Great essay in PIB about real estate investing:

I’ve met many rich men in my long life, and I must confess that the category of rich man that most annoys me is the real estate landlord, simply because he seems to do the least work for his wealth. I’m not talking about visionary developers who create buildings out of nothing, but rather those who allocate their capital—or, often, the capital of their ancestors—to existing real estate, leverage it up, and sit back passively for years collecting rent checks and refinancing along the way, secure in the knowledge that the government offers explicit and implicit subsidies to their “efforts.” It’s both amazing and annoying how well you can compound wealth over time in this way, provided you’re lucky enough to avoid a downturn in which your leverage kills you.
I've seen many real estate investors blow up.
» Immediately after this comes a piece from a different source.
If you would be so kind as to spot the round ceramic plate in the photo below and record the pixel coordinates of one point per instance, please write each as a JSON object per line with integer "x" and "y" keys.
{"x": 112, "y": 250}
They seem to operate under the philosophy that they should have as little equity as possible in their holdings, constantly tapping it with refinancings and using the proceeds to buy more property.

3 comments:

ADL said...

Very interesting. I was just thinking about this the other day: the hallmark of the great New York real estate families (that is, those durable enough to last several generations) seems to have been relatively low leverage, the collection of rent to cover expenses, and a contentment with steady accumulation. Amazing how many fortunes from different sources come down to the old adage about avoiding excess downside.
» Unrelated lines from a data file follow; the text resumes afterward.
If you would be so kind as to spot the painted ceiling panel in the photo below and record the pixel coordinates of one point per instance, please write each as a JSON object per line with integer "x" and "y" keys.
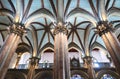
{"x": 44, "y": 26}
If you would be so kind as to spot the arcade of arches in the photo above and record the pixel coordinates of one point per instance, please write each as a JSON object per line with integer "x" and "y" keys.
{"x": 59, "y": 39}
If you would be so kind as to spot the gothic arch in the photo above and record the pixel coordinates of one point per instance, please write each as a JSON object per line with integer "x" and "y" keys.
{"x": 15, "y": 75}
{"x": 79, "y": 72}
{"x": 44, "y": 74}
{"x": 112, "y": 73}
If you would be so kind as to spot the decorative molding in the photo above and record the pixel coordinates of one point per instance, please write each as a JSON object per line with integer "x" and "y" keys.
{"x": 60, "y": 28}
{"x": 17, "y": 28}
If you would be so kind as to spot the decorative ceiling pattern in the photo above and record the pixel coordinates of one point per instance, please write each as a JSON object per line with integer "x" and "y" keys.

This also brought to mind Fimalac's 2016 $525 million purchase of 693 5th Ave in Manhattan, a deal which made news primarily because the seller bought it for ~$140 million 6 years earlier (though quite a bit of work was then done). But the more interesting part, to me, was that Valentino for whatever reason had leased roughly 20K square feet at $3000/sf, so just from the prime retail tenant FIMALAC will earn an unlevered 11% pre-opex/pre-tax return. If the other 80k sf of the building cover expenses (I'd guess they bring in $6-8 million a year; current property taxes are around $2.6 million), that's the return. It's not 15% (it likely is after the mortgage, which comes out to a bit less than 50% of the purchase price), but it's not that far off, and an astonishing return, to my mind, for a splashy retail-anchored building in the heart of trophy territory, and the power of being a cash buyer (I believe the mortgage came after). Compare to rentals in outer Brooklyn bought at a 4 or 5% cap rate...

Anonymous said...

Grammar police: should have as little equity as possible, not shouldn't.
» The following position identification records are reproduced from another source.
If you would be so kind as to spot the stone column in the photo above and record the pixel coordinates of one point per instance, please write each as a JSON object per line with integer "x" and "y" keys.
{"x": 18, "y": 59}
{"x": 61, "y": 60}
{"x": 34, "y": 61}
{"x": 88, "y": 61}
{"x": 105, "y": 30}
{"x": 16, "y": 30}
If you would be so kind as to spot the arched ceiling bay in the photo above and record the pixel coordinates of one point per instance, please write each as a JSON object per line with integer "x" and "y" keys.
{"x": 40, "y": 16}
But to your point, as always, margin is great until it isn't. Then, like speed, margin kills. Same as it ever was.

whydibuy said...

So what? Someone is going for it at all times. Some will luck out and some will crap out. We only hear about the ones who scored big. The ones who flopped are forgotten like yesterdays newspaper. Its odd how the same formula that makes certain lucky guys rich bust out others who try the same bet. Its really the luck of the draw. Lucky timing being in the right place at the right time.
But the point is that there are always people going for the brass ring. And by gross statistical odds, some will win.